英ケンブリッジは合意形成が図れず混雑税の導入を見送り
case|事例
英ケンブリッジは、混雑税の導入に向けてステークホルダーとの協議を重ねていたが、合意に至らず導入を見送る。市議会、郡議会、地元企業、教育機関などで構成されるグレーター・ケンブリッジ・パートナーズ(GKP)は、混雑緩和や大気汚染の改善などを目的に5ポンド(約910円)の混雑税の導入を提案していたが、政治的な合意が欠如しているとして、混雑税の導入を次のステップに進められないと判断した。混雑税の提案は2022年に行われており、7:00から19:00の間に特定のゾーンへ進入する自動車へ5ポンド(約910円)の課金を行うことを基本案としていた。その後、市民などからの意見を踏まえて中小企業や低所得者への割引や課金対象時間の変更などを行ったが合意には至らなかった。混雑税の実施によって、課金による税収が年間2,600万ポンド(約47億円)と見込まれており、それを原資にバスサービスの改善や歩行者・自転車関連のインフラ整備を実施することを目論んでいた。
GKPは、混雑税の導入は見送ったが、混雑や大気汚染、気候変動などへの対策は依然として優先的な都市課題であり、都市の成長と共に悪化すると考えられるため、早期の改善を行う必要があると考えている。今後は、バスのサービス改善や鉄道の整備、歩行者・自転車ネットワークの整備などによる移動の不平等の解決に焦点をあて、自動車以外の交通手段のサービス向上によって混雑緩和と温暖化効果ガスの削減を進める。
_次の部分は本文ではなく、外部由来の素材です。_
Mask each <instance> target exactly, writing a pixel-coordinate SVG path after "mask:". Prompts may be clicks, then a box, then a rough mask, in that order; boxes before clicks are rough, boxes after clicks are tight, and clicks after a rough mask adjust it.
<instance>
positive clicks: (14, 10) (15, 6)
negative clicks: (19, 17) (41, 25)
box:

市民に対する意向調査によると、回答者の58%は混雑税の導入に反対していたが、70%はバスの拡充に賛成を表明していた。公共交通のサービス改善などにあてる財源確保や市民の行動変容に対する根強い課題が浮き彫りになっている。
insight|知見
市民など多様なステークホルダーが参画した意思決定はなかなかに難しそうです。社会が成熟すればするほど、多様性や公平性、平等性などが求められます。それは望ましいことですが、意思決定はとても複雑になりそうです。特に、環境対策など、従来の政策から非連続に新しい政策の質が変わるときは、意見も混沌としてきそうです。
ルソーの言う社会全体の共通善を志向する「一般意思」的なものがあるとすれば、どんなプロセスを経れば一般意思に近づけるのかななどと考えてしまいました。環境にとって大切であることは長期的な目線でみれば理解できるけど、日々の生活負担の方が実感を持って感じてしまうというジレンマをどう解消していくのか、日々の習慣をどう変えていくのかのようなことも調べてみたくなりました。